Vers un barème des indemnités plaçant le débat judiciaire exclusivement sur le bien fondé de la cause du licenciement

Actuellement, un salarié travaillant depuis plus de deux ans dans une entreprise de plus de 11 salariés dont le licenciement a été déclaré sans cause réelle ou sérieuse peut obtenir, au minimum, 6 mois de salaire. Mais la loi Macron pourrait faire changer les choses.

En prenant exemple sur des pays tels que l'Espagne ou la Suède, la loi Macron pourrait faire changer les choses. Elle vise à créer un montant minimum et maximum d'indemnités de licenciement sans cause réelle ni sérieuse. Ces planchers et plafonds seraient déterminés en fonction de l’ancienneté du salarié et de la taille de l’entreprise.
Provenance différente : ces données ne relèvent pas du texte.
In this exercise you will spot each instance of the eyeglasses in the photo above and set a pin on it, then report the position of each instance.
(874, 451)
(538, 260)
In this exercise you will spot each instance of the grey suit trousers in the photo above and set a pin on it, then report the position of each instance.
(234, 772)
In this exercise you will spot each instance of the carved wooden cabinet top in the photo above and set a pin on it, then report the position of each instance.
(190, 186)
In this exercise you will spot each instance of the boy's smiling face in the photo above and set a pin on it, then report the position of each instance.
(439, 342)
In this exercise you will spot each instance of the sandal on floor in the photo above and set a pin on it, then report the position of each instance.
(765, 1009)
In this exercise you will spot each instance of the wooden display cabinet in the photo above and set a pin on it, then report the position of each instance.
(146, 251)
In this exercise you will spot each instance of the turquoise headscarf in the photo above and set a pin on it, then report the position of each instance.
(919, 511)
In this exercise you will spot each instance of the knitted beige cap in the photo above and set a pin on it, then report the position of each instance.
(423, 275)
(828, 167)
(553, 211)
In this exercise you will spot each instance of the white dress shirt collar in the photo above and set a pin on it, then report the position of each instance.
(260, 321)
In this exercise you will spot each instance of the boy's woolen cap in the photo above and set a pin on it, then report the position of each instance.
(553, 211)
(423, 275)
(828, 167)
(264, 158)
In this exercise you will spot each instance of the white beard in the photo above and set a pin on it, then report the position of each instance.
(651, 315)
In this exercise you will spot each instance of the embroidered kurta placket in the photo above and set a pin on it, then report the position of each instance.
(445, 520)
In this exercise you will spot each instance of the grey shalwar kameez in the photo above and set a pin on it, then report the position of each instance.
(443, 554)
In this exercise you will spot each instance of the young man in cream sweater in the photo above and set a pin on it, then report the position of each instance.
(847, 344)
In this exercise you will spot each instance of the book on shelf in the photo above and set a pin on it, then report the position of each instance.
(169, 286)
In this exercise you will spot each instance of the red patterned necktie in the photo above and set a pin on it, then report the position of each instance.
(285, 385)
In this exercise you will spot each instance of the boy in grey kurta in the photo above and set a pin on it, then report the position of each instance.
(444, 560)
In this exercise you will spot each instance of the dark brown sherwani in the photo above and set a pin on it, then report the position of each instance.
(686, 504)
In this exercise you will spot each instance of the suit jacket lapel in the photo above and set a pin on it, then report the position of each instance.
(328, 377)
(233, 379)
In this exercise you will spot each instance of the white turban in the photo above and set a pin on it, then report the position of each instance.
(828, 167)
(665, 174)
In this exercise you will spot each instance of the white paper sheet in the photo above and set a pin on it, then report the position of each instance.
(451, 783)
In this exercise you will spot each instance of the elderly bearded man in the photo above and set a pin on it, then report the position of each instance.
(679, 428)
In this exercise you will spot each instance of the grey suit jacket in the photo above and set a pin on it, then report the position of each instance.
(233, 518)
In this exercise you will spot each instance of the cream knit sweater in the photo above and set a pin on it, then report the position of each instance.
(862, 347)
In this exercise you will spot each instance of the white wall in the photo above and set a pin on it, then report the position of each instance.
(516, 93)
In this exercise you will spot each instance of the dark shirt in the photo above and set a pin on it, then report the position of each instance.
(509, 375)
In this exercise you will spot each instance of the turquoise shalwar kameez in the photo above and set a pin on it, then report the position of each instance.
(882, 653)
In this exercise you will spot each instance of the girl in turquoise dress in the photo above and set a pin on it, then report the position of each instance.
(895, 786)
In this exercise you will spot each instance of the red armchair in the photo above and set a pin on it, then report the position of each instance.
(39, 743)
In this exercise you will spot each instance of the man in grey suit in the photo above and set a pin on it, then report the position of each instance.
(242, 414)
Par cet encadrement des condamnations, on pourrait se demander si la justice prud’homale ne va pas se diriger à terme vers un réel barème pour calculer les condamnations. Par exemple, les juges prud’homaux pourraient, en cas de licenciement abusif,  majorer d’un mois les indemnités pour un salarié dont l’âge est situé entre 30 et 40 ans ou encore rajouter deux mois car le salarié n’a pas encore retrouvé d’emploi etc. Cette réforme permettrait ainsi d’harmoniser le montant des condamnations, ceux-ci pouvant actuellement varier entre les différents conseils de prud’hommes ; néanmoins, cette fixation forfaitaire du préjudice pourrait avoir pour effet de placer le débat judiciaire exclusivement sur le terrain du bien fondé de la cause du licenciement, le débat sur celui du préjudice disparaissant de facto. Ce calcul scientifique, bien que vertueux sur le plan des prévisions, semblerait néanmoins peu pertinent pour des situations qui demeurent avant tout humaines et ne se ressemblent pas.
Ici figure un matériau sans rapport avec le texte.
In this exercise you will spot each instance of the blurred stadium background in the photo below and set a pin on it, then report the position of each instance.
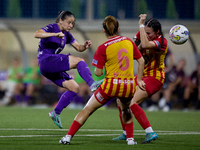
(19, 19)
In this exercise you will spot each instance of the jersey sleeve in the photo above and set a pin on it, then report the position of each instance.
(48, 28)
(70, 38)
(99, 58)
(137, 37)
(136, 52)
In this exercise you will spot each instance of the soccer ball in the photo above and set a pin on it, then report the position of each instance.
(178, 34)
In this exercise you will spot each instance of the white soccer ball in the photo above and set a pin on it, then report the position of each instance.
(178, 34)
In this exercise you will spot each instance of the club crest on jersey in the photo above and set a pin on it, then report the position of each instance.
(62, 43)
(115, 74)
(99, 97)
(94, 61)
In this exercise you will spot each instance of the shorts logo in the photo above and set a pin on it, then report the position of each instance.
(94, 61)
(99, 97)
(115, 81)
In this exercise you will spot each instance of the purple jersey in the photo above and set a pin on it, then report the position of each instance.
(52, 64)
(53, 45)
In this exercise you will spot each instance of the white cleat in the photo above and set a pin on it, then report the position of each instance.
(65, 140)
(130, 141)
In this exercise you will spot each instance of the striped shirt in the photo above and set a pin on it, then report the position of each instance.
(117, 55)
(154, 59)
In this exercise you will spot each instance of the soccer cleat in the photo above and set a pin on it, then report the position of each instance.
(65, 140)
(130, 141)
(121, 137)
(56, 118)
(95, 85)
(149, 137)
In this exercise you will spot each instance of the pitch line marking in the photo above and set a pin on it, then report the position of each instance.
(98, 130)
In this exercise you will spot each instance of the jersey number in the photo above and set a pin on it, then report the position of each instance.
(123, 58)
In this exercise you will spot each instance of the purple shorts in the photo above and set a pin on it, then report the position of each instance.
(54, 67)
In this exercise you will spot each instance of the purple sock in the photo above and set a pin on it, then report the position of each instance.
(84, 72)
(18, 98)
(64, 101)
(78, 99)
(26, 98)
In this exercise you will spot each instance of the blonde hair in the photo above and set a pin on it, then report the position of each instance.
(111, 25)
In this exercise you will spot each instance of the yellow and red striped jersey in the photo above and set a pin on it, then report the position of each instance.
(117, 55)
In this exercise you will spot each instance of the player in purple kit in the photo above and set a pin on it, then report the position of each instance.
(54, 65)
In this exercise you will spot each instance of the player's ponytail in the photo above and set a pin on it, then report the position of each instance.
(63, 14)
(110, 25)
(156, 26)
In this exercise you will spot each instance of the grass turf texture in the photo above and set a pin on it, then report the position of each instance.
(30, 128)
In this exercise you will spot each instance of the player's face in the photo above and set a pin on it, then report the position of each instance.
(151, 35)
(68, 23)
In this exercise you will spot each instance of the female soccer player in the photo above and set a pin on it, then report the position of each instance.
(116, 55)
(54, 65)
(153, 46)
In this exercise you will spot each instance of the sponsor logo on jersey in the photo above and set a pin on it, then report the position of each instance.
(94, 61)
(99, 97)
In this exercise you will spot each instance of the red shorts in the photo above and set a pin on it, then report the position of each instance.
(103, 98)
(152, 84)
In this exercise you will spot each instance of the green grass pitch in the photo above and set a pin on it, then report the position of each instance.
(31, 128)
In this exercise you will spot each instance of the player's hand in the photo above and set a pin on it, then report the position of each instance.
(141, 84)
(88, 44)
(142, 18)
(60, 35)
Quel coût pour l’entreprise ?

La mise en  place de ces minima et plafonds devrait permettre aux entreprises de mieux prévoir le risque financier d’un contentieux avec un salarié. Ce plafond, dans certains cas, serait d’ailleurs plus favorable aux entreprises. Par exemple, dans l’hypothèse d’un salarié ayant 2 ans d’ancienneté dans une entreprise de moins de 20 salariés, celui-ci ne pourrait toucher au maximum que 6 mois de salaire en cas de licenciement abusif, tandis qu’aujourd’hui, il obtiendrait au minimum cette même somme. Néanmoins, le plafond pourrait s’avérer beaucoup plus élevé pour les entreprises de plus de 300 salariés. En effet, le plafond atteindrait jusqu’à vingt sept mois d’indemnité pour un salarié ayant plus de dix années d’ancienneté. Cette réforme devrait donc être beaucoup plus bénéfique aux petites et moyennes entreprises que pour les grandes entreprises.

-    Allons-nous assister à une augmentation massive des demandes fondées sur le harcèlement moral ou la discrimination ?

Le projet de loi Macron introduirait certaines exceptions au barème dans lesquelles celui-ci ne s’appliquerait pas, notamment dans les cas de harcèlement moral ou sexuel, licenciement discriminatoire, violation du statut protecteur des salariés protégés etc. Les juges retrouveraient alors leur entier pouvoir souverain dans la fixation de l’indemnité sans cause réelle ou sérieuse. Ainsi, les salariés risquent de vouloir compléter la contestation de leur licenciement par des demandes liées à ces exceptions pour effacer le plafond d’indemnités. Il pourrait en résulter une augmentation significative des demandes de condamnation pour harcèlement ou discrimination. Dés lors, le danger viendrait que la qualification de ces exceptions soit excessivement retenue, le juges prud’homaux retrouvant ainsi leur pouvoir souverain plus facilement.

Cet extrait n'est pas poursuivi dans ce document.